Da la sensación de que el protagonista se concibe a sí mismo como un perdedor, pero a la luz de los hechos parece que tan mal no le ha ido en la vida. En San Benito, ¿esté en busca de su “Rosebud”?

De eso se trata. No es un perdedor. Ganó en varios aspectos. No en todos: en sus relaciones amorosas, por ejemplo, es evidente que no. Pero tiene un buen pasar y llegó a un punto de la vida en que podría tranquilamente seguir como seguía. Pero no. No es suficiente. Ese es su problema. No se trata de querer ganar, sino de haberse dado cuenta de que la victoria no supone la felicidad. Ese es su mayor dolor: ni aún ganando encontró la felicidad. Y sí, hay mucho de Citizen Kane en esa búsqueda.

El protagonista puede ser visto como un “self made man” que posee un caparazón perfecto para venderse ante los otros. ¿Lo ves como un sujeto social de los tiempos políticos que atravesamos?

Sin dudas. No fue pensado de esa manera, pero es casi inevitable que un personaje tan anclado en las problemáticas contemporáneas se construya desde ahí: el tipo que es capaz de venderse, de mostrarse exitoso, de repetir discursos sobre el éxito y la felicidad… pero que en su interior está plagado de contradicciones, de inconformismo y frustración. Discursos vacíos, promesas de un futuro mejor que nunca llega, la búsqueda desesperada por salvarse sin mirar alrededor… Sin dudas es un personaje atormentado por este tiempo político, que ni siquiera sabe lo mal que le hace ser parte de eso.

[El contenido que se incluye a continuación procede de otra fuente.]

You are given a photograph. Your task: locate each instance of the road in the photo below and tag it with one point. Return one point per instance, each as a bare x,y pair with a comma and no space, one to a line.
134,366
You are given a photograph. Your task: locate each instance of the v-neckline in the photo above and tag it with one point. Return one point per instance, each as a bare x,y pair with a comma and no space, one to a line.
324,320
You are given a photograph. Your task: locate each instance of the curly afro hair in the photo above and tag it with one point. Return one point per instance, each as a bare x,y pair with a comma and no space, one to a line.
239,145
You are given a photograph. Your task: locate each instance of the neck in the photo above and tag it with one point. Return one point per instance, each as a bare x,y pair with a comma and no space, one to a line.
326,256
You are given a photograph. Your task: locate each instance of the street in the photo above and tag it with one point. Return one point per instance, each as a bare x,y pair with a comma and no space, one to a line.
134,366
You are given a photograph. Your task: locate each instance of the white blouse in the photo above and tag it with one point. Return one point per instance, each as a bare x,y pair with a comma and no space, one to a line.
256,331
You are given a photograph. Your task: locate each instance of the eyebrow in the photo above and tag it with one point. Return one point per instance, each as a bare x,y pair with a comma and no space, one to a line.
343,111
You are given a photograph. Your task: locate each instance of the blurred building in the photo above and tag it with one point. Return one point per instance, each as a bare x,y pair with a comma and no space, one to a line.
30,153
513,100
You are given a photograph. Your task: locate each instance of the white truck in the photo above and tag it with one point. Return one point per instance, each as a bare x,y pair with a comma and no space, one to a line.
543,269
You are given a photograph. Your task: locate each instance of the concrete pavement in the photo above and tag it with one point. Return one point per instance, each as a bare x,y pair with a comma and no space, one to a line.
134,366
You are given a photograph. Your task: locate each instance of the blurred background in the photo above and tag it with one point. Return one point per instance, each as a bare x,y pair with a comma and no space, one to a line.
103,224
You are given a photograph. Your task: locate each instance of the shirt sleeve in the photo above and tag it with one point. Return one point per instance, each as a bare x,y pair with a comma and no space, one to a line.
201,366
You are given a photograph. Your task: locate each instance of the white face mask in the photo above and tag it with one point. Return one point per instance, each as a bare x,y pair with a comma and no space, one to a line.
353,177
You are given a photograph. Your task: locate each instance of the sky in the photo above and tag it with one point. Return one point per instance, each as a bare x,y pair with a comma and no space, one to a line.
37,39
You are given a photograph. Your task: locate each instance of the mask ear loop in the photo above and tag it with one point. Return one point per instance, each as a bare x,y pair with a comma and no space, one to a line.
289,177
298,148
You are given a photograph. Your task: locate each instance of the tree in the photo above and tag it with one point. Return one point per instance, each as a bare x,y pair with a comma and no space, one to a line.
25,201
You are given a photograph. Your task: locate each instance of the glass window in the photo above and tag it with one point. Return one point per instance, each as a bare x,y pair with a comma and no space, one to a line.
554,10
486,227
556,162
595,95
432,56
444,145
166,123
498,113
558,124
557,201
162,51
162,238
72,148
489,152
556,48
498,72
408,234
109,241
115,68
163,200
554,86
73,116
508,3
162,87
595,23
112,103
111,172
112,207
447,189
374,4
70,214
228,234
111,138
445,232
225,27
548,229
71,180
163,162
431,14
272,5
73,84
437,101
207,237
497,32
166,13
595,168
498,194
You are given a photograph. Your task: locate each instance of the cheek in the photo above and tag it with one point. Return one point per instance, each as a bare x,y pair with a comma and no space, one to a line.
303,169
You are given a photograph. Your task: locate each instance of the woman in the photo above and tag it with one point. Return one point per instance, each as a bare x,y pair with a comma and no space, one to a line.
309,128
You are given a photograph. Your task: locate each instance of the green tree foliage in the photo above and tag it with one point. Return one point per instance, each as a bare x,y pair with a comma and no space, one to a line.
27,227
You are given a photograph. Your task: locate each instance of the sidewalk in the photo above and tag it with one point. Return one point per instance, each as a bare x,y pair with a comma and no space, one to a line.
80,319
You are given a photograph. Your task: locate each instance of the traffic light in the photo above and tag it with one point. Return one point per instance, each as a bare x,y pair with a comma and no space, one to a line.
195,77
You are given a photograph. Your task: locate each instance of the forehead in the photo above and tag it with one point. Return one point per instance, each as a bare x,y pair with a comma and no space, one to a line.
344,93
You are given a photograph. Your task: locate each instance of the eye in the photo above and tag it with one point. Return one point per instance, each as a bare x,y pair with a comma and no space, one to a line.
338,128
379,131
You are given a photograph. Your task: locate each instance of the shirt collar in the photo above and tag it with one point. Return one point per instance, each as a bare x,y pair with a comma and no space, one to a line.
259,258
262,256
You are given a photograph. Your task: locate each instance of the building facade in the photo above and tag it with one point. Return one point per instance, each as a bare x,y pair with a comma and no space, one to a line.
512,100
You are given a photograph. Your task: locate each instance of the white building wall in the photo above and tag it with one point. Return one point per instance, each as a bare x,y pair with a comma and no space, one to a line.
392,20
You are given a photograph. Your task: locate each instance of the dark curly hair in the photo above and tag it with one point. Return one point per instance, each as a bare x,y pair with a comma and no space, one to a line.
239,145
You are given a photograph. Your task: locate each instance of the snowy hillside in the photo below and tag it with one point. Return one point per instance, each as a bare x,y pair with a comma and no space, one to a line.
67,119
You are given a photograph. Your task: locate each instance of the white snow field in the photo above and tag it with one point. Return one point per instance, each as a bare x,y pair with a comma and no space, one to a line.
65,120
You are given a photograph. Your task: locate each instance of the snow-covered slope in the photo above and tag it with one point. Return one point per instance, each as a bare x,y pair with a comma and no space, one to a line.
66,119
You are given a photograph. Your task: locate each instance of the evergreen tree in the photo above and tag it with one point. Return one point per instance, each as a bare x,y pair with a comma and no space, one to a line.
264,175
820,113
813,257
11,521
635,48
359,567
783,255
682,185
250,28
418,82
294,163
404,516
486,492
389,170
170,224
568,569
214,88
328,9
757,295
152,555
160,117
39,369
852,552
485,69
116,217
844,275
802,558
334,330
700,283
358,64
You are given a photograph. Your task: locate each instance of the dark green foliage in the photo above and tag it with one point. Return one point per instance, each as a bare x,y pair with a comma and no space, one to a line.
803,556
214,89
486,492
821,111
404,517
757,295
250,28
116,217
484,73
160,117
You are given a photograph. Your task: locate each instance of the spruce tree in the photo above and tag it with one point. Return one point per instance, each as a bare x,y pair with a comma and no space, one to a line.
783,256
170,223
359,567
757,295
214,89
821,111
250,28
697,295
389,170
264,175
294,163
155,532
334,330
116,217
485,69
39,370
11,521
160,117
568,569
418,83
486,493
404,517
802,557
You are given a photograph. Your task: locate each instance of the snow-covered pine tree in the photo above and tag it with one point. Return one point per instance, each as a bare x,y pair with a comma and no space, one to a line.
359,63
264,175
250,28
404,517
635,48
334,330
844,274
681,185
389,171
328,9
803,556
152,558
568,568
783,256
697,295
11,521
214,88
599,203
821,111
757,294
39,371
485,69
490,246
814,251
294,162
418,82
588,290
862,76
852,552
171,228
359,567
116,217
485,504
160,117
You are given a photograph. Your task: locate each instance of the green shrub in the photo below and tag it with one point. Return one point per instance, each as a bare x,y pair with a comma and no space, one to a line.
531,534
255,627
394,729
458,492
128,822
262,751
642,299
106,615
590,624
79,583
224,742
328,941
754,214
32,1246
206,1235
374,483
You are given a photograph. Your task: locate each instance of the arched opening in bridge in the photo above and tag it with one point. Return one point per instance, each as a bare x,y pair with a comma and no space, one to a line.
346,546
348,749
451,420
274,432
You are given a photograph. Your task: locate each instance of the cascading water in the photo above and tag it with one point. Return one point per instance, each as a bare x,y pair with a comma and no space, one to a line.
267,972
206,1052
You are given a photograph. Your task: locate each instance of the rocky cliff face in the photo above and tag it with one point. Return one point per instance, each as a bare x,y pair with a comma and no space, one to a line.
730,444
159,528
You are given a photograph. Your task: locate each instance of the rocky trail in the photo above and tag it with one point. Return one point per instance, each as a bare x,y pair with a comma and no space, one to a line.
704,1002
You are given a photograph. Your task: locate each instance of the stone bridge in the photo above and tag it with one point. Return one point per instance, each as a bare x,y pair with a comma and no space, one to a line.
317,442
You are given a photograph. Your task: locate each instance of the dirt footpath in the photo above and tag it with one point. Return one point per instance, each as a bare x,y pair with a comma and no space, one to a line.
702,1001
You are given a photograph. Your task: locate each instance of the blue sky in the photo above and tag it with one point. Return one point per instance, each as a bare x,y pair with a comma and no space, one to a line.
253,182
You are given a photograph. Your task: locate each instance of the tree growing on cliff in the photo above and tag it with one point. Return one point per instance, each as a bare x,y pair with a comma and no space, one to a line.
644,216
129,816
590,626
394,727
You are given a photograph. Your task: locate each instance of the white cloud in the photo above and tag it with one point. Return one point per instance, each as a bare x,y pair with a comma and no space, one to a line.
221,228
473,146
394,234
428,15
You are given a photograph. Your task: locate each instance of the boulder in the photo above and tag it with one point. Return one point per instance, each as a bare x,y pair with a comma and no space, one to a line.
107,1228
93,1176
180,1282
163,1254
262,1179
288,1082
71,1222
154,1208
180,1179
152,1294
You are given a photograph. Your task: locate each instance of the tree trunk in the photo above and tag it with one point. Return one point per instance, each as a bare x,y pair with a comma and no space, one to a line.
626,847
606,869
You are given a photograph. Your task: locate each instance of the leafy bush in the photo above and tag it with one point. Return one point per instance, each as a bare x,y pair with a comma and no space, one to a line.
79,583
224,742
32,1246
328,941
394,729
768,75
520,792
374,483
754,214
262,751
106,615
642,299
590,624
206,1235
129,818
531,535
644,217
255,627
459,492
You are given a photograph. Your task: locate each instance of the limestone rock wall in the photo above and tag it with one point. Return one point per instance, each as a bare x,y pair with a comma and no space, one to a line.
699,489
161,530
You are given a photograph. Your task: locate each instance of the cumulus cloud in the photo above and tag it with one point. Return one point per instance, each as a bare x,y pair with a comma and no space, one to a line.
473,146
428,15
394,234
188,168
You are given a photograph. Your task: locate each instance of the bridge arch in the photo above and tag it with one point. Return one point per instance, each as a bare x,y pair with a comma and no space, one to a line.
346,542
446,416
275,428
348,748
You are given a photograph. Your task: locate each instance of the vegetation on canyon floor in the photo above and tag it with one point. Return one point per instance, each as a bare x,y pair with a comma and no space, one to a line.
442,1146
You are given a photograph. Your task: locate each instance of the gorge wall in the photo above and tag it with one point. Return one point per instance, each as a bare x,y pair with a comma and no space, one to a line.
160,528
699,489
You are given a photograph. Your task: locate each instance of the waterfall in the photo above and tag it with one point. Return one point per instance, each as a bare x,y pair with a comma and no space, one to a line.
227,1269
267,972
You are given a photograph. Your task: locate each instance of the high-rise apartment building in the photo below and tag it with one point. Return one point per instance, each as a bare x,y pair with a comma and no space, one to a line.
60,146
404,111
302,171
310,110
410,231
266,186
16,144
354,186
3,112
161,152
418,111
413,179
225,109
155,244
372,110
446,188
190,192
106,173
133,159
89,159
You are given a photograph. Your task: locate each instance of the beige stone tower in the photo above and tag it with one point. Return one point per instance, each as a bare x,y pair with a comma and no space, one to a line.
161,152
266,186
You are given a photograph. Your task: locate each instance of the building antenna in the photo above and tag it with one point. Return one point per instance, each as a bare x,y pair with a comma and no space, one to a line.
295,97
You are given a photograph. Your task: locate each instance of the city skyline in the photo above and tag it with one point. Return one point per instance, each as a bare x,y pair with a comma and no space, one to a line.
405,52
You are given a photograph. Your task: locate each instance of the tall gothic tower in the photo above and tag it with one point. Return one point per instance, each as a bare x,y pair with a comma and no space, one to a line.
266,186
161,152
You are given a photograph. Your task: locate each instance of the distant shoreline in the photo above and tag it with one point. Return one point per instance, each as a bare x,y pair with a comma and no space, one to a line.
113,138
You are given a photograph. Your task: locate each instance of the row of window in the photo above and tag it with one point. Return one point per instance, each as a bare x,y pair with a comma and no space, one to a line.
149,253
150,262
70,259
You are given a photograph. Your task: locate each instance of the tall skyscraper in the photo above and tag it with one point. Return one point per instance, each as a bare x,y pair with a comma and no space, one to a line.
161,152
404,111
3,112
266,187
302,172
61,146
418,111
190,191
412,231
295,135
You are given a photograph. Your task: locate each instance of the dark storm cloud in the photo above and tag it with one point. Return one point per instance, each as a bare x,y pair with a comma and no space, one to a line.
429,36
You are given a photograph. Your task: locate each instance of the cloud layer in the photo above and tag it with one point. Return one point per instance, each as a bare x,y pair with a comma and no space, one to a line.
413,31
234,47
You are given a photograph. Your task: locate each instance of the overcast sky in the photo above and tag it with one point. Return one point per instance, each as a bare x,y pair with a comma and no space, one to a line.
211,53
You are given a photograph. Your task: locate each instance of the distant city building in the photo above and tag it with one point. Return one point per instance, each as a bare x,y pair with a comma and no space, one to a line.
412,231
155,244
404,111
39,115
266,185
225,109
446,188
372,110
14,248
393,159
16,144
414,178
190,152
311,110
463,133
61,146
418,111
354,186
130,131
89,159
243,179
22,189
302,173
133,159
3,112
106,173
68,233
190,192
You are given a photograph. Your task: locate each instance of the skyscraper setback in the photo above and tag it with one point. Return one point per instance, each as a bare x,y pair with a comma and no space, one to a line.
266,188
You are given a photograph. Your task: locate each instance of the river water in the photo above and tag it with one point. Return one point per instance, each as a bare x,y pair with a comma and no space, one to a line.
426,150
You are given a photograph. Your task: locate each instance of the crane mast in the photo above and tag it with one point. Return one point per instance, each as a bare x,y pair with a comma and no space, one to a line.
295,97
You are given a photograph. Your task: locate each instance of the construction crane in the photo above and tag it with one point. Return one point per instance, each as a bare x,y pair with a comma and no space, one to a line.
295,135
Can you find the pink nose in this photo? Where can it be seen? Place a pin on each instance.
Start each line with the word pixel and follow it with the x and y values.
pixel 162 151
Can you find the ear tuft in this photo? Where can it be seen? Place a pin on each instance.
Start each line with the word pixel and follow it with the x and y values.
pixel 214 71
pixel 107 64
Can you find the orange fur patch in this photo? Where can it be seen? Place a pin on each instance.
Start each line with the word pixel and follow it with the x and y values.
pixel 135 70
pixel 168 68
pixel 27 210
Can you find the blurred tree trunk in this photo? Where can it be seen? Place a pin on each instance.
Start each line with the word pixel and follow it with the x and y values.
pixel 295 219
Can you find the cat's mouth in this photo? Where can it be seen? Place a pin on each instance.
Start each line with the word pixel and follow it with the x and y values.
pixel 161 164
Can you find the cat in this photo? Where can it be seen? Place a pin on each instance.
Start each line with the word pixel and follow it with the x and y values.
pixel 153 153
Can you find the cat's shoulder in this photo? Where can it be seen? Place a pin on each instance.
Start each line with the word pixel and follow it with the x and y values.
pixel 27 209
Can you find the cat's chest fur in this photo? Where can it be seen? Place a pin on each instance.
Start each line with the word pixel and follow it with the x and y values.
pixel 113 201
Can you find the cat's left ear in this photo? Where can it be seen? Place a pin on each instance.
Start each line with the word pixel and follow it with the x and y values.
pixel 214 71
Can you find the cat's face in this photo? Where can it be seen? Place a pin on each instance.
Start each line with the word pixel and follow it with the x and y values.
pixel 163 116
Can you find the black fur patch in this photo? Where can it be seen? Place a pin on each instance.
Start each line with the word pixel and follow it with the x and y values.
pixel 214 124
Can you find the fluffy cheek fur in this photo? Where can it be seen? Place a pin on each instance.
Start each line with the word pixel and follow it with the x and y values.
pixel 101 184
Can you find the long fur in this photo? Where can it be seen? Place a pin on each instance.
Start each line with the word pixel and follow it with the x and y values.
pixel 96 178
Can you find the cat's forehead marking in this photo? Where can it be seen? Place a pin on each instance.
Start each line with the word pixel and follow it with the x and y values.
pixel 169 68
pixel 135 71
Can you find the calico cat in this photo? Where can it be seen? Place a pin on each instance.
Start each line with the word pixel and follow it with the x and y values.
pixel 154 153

¿Por qué el protagonista está tan obsesionado con el cine y siente que desperdició su vida laboral? ¿Qué lo lleva a querer ser cineasta?

Su deseo de trascendencia. No encontró la felicidad en su vida y supone que, si recupera su ilusión de ser director de cine, entonces sí. Eso también es muy típico de la época: buscar salvación en el arte. No me caben dudas de que el arte puede salvar, pero es muy probable que en algún momento también se convierta en una jaula o en un tormento. Todo tiende a la destrucción. Todo aburre. Todo se escurre entre los dedos. A él le pasó eso con cada uno de los aspectos que intentó en su vida. El único que no había intentado es ése: convertirse en artista.